Some might’ve been surprised when Young Sid appeared on anti-smoking billboards in 2012, as part of the “Smoking Not Our Future” campaign – the public interest campaign didn’t really seem to fit with the tough, uncompressing nature of his raps. However, this track gives a firsthand account of going through his mother’s battle with cancer, starting with the first phone call from his sister and ending with his mother’s passing. This earnest, moment-by-moment account brings a concrete sense of reality to the heartbreaking events that Sid had gone through. In this respect, Young Sid is a crucial messenger, given his Māori heritage and the 2013 census finding that over 30 percent of Māori smoke regularly (twice the percentage of Pākehā or Asians) and that lung cancer is the number one cause of death for Māori females and the second most common form of death for Māori males. Taken in this context, the song takes on even more power and poignancy.

 

Tower Of Skulls

Beastwars (2013)

Here’s another metal song, though the sound of it is actually quite dissimilar to the 8 Foot Sativa track above – the guitars are sludgy with distortion and the vocals are growling, but somehow brooding rather than angry. Nonetheless, there are some lyrical similarities, since the same nihilistic spirit pervades in the line “In the end we are just born to die.” The band goes on to present a Sisyphean task of resistance: “Come lie with us, deep in the river / let’s try to get in its way.” Without making specific reference to the title, the lyrics seem to paint the image of body after body being laid in the flowing waters of a river until a tower of skulls rises up as a testament to their existence.

  

Strange Things

Marlon Williams (2015)

It seems fitting to end this list with a bit of a ghost story.
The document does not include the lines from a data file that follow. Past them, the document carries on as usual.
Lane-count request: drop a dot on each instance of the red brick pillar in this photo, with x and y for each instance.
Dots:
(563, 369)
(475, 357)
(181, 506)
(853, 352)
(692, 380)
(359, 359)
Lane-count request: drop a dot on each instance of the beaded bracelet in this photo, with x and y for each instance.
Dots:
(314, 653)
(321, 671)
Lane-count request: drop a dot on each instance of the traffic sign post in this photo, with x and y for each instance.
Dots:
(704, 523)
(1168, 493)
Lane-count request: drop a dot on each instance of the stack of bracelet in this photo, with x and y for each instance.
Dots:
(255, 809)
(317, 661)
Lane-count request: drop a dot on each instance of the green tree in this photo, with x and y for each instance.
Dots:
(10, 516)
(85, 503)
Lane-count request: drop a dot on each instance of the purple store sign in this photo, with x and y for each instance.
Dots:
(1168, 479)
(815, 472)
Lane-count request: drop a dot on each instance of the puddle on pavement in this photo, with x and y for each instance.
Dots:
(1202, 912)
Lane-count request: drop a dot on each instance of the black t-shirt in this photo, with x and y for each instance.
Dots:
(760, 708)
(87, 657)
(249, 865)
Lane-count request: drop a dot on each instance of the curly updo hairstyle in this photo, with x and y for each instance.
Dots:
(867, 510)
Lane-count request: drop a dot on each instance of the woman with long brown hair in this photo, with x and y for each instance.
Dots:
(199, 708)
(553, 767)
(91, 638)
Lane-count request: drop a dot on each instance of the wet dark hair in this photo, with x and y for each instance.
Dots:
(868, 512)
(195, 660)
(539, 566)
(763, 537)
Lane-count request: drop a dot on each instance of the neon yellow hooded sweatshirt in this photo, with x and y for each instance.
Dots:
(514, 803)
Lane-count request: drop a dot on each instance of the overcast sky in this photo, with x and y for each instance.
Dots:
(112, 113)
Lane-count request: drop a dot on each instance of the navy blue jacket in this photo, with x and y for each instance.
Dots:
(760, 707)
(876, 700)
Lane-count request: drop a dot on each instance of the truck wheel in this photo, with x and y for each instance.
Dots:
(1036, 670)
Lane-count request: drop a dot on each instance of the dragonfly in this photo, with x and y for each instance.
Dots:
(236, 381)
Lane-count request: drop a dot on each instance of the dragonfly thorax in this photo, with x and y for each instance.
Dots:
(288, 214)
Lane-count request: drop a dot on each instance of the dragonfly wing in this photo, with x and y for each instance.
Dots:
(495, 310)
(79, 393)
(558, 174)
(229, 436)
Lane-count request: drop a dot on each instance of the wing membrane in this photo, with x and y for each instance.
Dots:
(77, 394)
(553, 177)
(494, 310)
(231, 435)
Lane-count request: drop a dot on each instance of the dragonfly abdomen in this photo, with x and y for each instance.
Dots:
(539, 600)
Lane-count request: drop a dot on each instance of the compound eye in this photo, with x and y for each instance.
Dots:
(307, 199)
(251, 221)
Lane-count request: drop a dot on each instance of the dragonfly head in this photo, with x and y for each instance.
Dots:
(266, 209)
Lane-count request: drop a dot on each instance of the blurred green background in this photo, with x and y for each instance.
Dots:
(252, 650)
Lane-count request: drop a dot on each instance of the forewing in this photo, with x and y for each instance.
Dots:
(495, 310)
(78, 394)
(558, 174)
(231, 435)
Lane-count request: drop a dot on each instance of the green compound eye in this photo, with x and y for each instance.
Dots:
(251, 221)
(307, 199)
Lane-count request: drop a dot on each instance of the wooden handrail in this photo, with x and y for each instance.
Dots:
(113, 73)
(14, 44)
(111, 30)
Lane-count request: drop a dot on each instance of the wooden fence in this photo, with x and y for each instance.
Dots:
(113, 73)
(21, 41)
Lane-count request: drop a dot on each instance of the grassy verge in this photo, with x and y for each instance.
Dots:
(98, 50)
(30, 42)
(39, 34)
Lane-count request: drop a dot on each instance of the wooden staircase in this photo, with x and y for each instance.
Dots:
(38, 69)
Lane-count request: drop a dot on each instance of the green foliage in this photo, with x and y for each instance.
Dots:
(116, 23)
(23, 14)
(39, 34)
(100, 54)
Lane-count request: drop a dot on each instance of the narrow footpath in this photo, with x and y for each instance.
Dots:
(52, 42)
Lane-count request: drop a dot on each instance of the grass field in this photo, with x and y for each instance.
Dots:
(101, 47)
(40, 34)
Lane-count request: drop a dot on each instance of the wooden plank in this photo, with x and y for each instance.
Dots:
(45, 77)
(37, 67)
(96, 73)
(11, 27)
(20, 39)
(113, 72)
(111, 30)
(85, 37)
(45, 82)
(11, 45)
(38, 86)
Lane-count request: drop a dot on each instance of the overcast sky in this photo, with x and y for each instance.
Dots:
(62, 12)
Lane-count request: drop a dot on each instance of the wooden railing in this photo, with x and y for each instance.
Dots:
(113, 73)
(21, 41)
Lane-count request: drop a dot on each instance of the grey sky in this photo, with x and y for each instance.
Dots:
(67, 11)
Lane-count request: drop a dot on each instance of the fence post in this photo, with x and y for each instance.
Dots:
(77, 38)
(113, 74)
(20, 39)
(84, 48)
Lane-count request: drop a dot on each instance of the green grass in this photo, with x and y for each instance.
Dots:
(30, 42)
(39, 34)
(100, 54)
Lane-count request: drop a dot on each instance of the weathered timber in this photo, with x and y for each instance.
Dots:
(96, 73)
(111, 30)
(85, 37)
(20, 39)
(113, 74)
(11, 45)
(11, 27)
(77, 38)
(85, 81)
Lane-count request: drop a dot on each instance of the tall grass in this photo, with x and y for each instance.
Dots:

Williams’s protagonist is an old man whose wife died in 1989, leaving him alone in their “seven-bedroom home, built upon the bones of fallen soldiers.” The song is pervaded by a morbid feeling of decay and the old-timey melody of the chorus gives it the mood of an old song, played on crackly vinyl in a distant room. The video has Williams as a tramp, hanging out with his partner (Aldous Harding), though things take a creepy turn toward the end.